Spese per eventi culturali ad Agrigento, indagini della Procura

La Procura della Repubblica di Agrigento ha avviato un’inchiesta relativa alla gestione di finanziamenti pubblici destinati a eventi culturali e di promozione turistica della città. L’ipotesi degli inquirenti riguarda possibili irregolarità nelle rendicontazioni delle spese e nell’utilizzo dei fondi. Sei le persone indagate.
L’indagine
L’attività investigativa, coordinata dalla Procura, riguarda contributi pubblici erogati per iniziative culturali e turistiche organizzate tra il 2021 e il 2022, anche nell’ambito di eventi legati alla promozione del territorio agrigentino. Secondo quanto emerso, gli accertamenti si concentrano sulla corrispondenza tra le spese rendicontate e quelle effettivamente sostenute, nonché sulla documentazione presentata per ottenere i finanziamenti.
I soggetti coinvolti
Calogero Pisano, deputato nazionale, Salvatore Prestia, direttore generale della Fondazione Teatro Pirandello, Fabrizio La Gaipa, presidente del Distretto Turistico Valle dei Templi, Laura Cozzo, legale rappresentante di un’associazione culturale, Calogero Casucci, componente di un’associazione culturale e Antonino Migliaccio, legale rappresentante di un’associazione culturale. Le ipotesi di reato riguardano, a vario titolo, truffa aggravata e peculato.
Il contesto dell’inchiesta
Le verifiche riguardano una serie di eventi culturali e turistici finanziati con risorse pubbliche.

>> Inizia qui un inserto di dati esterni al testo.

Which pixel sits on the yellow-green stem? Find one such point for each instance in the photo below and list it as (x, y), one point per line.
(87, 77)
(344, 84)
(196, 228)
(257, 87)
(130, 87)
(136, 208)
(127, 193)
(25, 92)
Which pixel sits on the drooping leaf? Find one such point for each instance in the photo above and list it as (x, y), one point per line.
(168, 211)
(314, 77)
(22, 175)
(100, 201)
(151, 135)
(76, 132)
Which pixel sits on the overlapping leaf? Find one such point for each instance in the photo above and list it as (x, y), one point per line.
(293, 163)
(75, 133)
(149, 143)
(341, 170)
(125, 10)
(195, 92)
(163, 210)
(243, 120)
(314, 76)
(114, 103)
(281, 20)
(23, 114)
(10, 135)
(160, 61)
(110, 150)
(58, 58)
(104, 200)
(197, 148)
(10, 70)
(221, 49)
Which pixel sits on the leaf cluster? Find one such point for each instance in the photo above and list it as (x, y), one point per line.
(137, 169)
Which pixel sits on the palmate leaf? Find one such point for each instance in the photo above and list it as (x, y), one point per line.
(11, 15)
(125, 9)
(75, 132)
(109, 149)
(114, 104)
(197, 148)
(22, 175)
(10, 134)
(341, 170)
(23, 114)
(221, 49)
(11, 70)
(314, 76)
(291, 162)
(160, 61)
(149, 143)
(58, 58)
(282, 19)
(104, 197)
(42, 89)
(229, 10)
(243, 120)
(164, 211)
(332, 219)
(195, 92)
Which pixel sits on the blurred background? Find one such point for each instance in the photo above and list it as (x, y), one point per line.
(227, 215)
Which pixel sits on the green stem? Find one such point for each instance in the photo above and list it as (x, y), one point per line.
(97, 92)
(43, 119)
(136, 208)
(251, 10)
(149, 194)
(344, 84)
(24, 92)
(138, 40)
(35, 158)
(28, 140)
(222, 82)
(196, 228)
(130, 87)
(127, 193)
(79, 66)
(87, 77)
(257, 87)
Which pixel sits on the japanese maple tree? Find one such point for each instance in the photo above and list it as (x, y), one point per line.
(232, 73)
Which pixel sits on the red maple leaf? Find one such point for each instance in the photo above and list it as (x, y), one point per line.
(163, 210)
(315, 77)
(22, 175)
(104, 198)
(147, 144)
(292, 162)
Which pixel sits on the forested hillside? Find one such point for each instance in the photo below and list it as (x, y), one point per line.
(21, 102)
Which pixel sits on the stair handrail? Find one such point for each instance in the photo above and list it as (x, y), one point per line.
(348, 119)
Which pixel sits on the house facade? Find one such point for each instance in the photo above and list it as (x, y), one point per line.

Gli inquirenti stanno esaminando la documentazione contabile e i flussi di finanziamento per ricostruire la gestione dei fondi e l’eventuale presenza di irregolarità.
Le dichiarazioni del deputato
In relazione all’inchiesta, il deputato Calogero Pisano ha dichiarato: “Le notizie giornalistiche diffuse in queste ore riportano una narrazione che non corrisponde alla realtà. Sono estraneo alle incolpazioni che mi vengono addebitate.
Confido che il prosieguo delle indagini accerti la correttezza del mio operato. Ripongo fiducia nella magistratura.”
Fase delle indagini
L’indagine si trova nella fase preliminare. Gli avvisi di garanzia notificati agli indagati consentono agli stessi di esercitare il diritto di difesa e di fornire elementi utili agli accertamenti.